I was given this book as a present and, as it was not my usual choice of book, I wasn't sure quite what to expect. I was delighted to discover that It was absolutely fascinating and full of surprises. It is quite different from anything else I have ever read in as much as it is written in the style of a film and seems like fiction but, as it turns out, is absolutely true and all based on real life events in the 20th century. What a remarkable life! Scholfield has a real ability to paint pictures with his words. I highly recommend it.

Not only did I really enjoy reading this book, it has solved at least half my Christmas present list. At least half my friends and family are going to get one for Christmas this year.

by Lynda

What a fascinating book. What a fascinating life. A very good biography, written almost like a film script, yet lyrical too (e.g. 'I had wandered one day earlier that summer, scorched by the noonday sun, heat -haze quivering over the motionless dust...') Thoroughly recommended.

by Percy D

I have never read a screenplay before but this is worth sampling. I concentrated on following the Voice (narrator) and the quality of the prose is outstanding. The story is engaging and altogether enjoyable. It should be filmed. Give it a go.

by Dr Aileen A Hopkins

5/5 stars

Sir Rupert Grayson's life reads like one of the sixteen thrillers that he wrote: he carried secret documents for British embassies, narrowly avoided being killed on the Moscow-Leningrad Express, met Kim Philby and drank with Scott Fitzgerald.

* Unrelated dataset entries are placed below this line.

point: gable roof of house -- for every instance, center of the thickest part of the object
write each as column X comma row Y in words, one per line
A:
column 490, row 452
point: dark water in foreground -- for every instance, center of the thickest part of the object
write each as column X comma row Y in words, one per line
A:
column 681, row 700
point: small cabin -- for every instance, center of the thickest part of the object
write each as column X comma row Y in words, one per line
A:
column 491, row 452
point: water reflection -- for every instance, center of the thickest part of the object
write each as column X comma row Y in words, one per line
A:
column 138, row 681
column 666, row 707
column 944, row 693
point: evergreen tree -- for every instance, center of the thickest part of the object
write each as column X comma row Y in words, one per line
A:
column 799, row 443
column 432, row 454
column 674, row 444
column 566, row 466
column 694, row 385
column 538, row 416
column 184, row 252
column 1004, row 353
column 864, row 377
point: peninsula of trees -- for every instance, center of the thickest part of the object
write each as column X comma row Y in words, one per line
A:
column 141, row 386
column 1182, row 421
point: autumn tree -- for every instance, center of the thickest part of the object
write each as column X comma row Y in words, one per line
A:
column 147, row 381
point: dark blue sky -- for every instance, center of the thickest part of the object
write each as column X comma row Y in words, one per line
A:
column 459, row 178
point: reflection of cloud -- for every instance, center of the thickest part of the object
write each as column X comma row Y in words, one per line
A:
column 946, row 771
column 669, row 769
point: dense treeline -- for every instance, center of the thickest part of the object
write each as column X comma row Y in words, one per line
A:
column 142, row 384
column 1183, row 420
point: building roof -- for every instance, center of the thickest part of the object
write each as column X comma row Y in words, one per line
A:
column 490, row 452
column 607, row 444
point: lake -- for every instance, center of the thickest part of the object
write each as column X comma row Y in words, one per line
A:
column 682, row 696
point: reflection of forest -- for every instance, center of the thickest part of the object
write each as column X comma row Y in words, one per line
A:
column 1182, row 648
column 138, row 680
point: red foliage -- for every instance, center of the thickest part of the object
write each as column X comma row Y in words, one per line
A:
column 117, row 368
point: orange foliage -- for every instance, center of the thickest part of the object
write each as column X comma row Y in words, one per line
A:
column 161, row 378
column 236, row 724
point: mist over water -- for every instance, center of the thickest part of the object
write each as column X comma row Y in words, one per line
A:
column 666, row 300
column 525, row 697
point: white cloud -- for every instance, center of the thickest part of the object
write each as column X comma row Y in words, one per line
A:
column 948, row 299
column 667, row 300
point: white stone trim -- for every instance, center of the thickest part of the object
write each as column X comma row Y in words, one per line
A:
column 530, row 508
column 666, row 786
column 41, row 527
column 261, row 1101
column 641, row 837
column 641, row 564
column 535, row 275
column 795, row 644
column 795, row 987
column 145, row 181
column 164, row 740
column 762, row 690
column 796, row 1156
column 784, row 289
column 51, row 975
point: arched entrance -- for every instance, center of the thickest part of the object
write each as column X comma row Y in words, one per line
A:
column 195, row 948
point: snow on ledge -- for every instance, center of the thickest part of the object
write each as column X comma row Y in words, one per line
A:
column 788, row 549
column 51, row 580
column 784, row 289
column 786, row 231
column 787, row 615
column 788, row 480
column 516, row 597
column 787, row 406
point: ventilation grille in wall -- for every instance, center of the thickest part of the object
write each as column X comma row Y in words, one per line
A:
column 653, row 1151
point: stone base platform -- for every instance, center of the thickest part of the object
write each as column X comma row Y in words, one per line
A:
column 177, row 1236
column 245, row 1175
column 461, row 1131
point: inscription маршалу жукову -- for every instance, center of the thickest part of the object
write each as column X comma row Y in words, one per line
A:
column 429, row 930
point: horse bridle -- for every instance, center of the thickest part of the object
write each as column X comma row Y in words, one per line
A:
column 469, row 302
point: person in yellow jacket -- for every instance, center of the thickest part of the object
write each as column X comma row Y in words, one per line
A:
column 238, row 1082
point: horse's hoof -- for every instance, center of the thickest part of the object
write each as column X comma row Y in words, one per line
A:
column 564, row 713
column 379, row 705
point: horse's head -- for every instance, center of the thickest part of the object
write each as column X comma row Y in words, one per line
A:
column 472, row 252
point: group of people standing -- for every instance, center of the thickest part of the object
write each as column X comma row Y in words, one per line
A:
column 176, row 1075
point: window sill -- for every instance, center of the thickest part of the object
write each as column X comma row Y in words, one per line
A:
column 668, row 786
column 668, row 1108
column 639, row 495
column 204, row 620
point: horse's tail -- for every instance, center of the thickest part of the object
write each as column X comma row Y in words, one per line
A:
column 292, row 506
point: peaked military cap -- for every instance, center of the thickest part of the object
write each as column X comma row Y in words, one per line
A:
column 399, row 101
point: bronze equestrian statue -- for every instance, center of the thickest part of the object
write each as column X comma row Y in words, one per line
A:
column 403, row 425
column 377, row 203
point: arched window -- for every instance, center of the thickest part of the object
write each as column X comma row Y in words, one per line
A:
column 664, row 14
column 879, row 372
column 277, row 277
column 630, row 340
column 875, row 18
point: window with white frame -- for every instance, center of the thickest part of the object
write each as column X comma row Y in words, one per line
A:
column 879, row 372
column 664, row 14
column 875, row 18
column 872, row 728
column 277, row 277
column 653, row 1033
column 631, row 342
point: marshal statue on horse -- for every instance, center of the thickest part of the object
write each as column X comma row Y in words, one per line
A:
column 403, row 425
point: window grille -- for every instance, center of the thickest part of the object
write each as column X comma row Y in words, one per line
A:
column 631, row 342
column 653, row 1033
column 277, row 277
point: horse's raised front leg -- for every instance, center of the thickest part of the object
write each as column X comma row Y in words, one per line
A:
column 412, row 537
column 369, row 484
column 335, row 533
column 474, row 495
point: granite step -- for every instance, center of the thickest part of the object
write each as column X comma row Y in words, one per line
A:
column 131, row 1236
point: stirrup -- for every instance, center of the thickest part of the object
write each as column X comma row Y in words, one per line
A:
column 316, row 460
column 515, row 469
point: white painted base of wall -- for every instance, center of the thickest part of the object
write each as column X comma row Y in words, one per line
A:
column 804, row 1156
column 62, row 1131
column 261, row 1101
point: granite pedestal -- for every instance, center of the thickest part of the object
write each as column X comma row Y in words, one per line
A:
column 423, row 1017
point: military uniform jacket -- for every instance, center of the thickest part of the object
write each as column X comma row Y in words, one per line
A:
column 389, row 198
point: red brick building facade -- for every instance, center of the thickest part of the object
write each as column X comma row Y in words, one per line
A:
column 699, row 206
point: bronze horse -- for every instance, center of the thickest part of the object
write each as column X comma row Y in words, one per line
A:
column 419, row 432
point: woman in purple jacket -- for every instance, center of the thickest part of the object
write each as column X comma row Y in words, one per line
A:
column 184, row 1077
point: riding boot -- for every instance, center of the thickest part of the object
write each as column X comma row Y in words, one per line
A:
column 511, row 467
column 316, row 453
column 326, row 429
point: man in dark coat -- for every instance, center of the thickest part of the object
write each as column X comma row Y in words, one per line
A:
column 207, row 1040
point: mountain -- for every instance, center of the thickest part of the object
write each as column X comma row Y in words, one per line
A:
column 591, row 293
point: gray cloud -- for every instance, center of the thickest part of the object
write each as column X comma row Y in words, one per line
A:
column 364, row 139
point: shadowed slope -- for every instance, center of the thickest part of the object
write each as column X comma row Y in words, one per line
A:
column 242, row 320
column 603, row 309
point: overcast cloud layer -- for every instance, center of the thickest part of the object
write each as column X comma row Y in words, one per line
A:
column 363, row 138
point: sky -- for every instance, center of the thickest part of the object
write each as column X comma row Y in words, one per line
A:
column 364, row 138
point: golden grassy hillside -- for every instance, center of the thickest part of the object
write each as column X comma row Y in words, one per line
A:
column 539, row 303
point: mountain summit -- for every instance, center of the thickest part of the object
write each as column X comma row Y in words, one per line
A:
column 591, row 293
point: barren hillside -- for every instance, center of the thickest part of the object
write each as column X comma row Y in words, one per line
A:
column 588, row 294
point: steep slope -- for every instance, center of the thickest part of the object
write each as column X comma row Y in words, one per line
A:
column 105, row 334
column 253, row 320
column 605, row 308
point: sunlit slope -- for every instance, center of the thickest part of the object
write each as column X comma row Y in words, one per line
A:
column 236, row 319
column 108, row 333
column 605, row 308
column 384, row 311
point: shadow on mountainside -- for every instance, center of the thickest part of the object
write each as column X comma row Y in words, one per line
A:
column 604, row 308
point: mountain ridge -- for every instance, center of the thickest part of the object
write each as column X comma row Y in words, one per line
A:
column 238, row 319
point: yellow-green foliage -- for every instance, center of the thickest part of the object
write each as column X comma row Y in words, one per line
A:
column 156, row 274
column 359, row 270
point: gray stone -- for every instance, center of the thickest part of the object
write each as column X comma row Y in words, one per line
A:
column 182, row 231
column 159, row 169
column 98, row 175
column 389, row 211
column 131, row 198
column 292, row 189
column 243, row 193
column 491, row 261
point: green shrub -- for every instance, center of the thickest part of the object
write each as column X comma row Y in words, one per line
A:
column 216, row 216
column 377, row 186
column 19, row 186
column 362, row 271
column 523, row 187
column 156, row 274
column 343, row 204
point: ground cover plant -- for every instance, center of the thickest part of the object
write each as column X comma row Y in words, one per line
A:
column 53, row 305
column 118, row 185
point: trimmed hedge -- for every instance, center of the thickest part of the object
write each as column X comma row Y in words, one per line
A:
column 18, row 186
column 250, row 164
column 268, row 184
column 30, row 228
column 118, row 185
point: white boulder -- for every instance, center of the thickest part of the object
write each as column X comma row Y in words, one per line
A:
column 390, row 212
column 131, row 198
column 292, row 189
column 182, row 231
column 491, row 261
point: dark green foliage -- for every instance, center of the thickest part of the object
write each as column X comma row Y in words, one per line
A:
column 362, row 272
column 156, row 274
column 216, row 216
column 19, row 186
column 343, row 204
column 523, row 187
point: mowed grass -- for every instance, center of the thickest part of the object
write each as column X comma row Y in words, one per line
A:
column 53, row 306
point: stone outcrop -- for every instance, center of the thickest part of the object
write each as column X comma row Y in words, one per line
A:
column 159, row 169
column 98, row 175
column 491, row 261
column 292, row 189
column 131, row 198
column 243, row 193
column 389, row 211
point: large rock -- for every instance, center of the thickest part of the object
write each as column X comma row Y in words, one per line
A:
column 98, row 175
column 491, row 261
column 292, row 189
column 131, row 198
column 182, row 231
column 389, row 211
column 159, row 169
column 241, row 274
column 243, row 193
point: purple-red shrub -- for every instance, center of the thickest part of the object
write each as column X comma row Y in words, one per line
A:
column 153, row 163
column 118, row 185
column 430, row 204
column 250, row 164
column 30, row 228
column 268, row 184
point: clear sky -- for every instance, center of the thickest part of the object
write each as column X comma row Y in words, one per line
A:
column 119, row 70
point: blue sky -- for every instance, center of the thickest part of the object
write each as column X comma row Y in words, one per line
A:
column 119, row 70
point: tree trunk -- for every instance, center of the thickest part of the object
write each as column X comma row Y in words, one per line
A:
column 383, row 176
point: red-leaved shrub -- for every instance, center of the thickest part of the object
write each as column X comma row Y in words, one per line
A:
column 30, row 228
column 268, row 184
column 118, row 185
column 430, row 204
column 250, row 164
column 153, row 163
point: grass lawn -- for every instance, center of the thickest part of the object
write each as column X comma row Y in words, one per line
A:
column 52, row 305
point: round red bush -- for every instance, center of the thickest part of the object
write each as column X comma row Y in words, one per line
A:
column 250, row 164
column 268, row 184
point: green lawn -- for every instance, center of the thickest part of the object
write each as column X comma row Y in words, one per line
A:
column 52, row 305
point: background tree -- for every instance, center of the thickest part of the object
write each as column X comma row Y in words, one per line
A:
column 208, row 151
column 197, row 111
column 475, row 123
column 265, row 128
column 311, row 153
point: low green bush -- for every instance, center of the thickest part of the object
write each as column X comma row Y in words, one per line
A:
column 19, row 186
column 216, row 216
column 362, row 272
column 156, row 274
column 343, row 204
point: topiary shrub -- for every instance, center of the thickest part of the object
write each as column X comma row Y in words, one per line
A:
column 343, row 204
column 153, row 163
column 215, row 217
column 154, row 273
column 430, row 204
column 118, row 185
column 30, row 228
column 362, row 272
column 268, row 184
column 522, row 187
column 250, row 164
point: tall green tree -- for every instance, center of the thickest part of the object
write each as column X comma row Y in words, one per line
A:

The book is written as a film script but the quality of writing is poetic and lyrical. The late Bob Scholfield was a fine journalist and a talented writer. Recommended.

by Alex Wolf

5/5 Stars

Until I read this book, I always thought my own life had been eventful but it pales in comparison with the life of Sir Rupert Grayson told to us by Bob Schofield in the form of a film script. The foreword, written by Helen Schofield, explains why, and when you begin to grasp the colourful, action packed life of Sir Rupert, it becomes obvious that this is a good format.

The opening begins with a continental departure platform in London in 1909 with fog swirling around the gas lamps. A tall man and a boy stand by the door of a first class carriage of the Paris boat train. What a start to a story! Already I knew I was going to sink into this and find it difficult to surface from this other world.

At first, I wondered if the book, written as a film script would be difficult to read but it turns out that it was quite easy – there was no need for such tags as “Sir Henry said”. I have never seen a film script before and it is absolutely fascinating. Before my reading eyes, characters came to life in evocative settings. Oddly, it seemed easy for me to walk in and watch.

Bob Schofield’s writing is brilliant – yes, shining. Somebody lent me this book and I might find it difficult to give back because each scene is captivating and, if ever a book deserves to be reread and absorbed slowly, this is it. I hope they make it into a film.